Shedding light on the atmospheric photochemistry of pyruvic acid with theory and experiment

Pyruvic acid (PA) is an atmospherically relevant organic compound that belongs to the family of keto acids, molecules that contain both a carbonyl and a carboxylic moiety and whose reactivity is suggested to contribute to the formation of secondary organic aerosols (SOAs) in the atmosphere [1]. The photochemistry of PA has received a great deal of attention due to it being its primary atmospheric sink, with stark differences observed when PA is in the gas phase or in an aqueous environment. In the gas phase, PA photochemistry is primarily driven by singlet states [2], although experimental evidence suggests that triplet states may still contribute to the formation of specific photoproducts [3]. Conversely, triplet pathways appear to dominate the photochemical reactivity of the molecule in aqueous phase [4], giving rise to different photoproducts. Despite the advances in the understanding of the photochemistry of PA, the underlying chemical mechanisms governing the photochemistry of the system remain unclear.

Recently, we have focused on studying the light-induced reactivity of PA using computational methods, in direct collaboration with experimental spectroscopists, to rationalise the phase-dependency of the photochemistry of this molecule. The computational approaches employed include static explorations of the ground and excited states potential energy surfaces of PA, which involve the determination of critical points and connected pathways between them, conformational analyses to establish the most relevant conformers of the molecule in gas and aqueous phases, and the obtention of absorption properties and vibrationally resolved photoelectron spectra.
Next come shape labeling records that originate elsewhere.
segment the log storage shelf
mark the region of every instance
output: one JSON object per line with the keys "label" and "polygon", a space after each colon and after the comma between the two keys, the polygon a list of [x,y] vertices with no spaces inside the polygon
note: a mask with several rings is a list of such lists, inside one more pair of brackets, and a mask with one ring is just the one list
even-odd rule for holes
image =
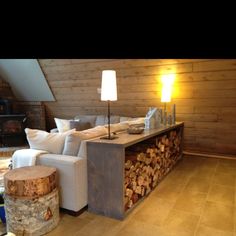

In this contribution, we will discuss the main computational analyses carried out in a recent study in which we combined anion photoelectron spectroscopy and computational photochemistry to accurately determine the energy gap between the lowest singlet and triplet excited states of the molecule in the gas phase, a key quantity for understanding the photochemistry of the molecule that has remained elusive until now [5]. Furthermore, we will comment on the effect of aqueous solvation on the excited-state properties of the system. The results presented here will contribute to having a better understanding of why the light-induced reactivity of PA changes significantly from the gas phase to an aqueous environment and, ultimately, will help to assess the role and fate of this molecule in the atmosphere.

References:

[1] Rapf, R. J.; Perkins, R. J.; Carpenter, B. K.; Vaida, V. J. Phys. Chem. A 2017, 121 (22), 4272–4282.

[2] Hutton, L.; Curchod, B. F. E. ChemPhotoChem. 2022, 6 (11), e202200151.

[3] Sauer, L. J.; Davis, H. F. J. Phys. Chem. Lett. 2025, 16 (15), 3721– 3726.

[4] Griffith, E. C.; Carpenter, B. K.; Shoemaker, R. K.; Vaida, V. Proc. Natl. Acad. Sci. U. S. A. 2013, 110 (29), 11714– 11719.

[5] Burrow, E. M.; Carmona-García, J.; Clarke, C. J.; Curchod, B. F. E.; Verlet, J. R. R. J. Am. Chem. Soc. 2025, 147 (41), 36987-36991.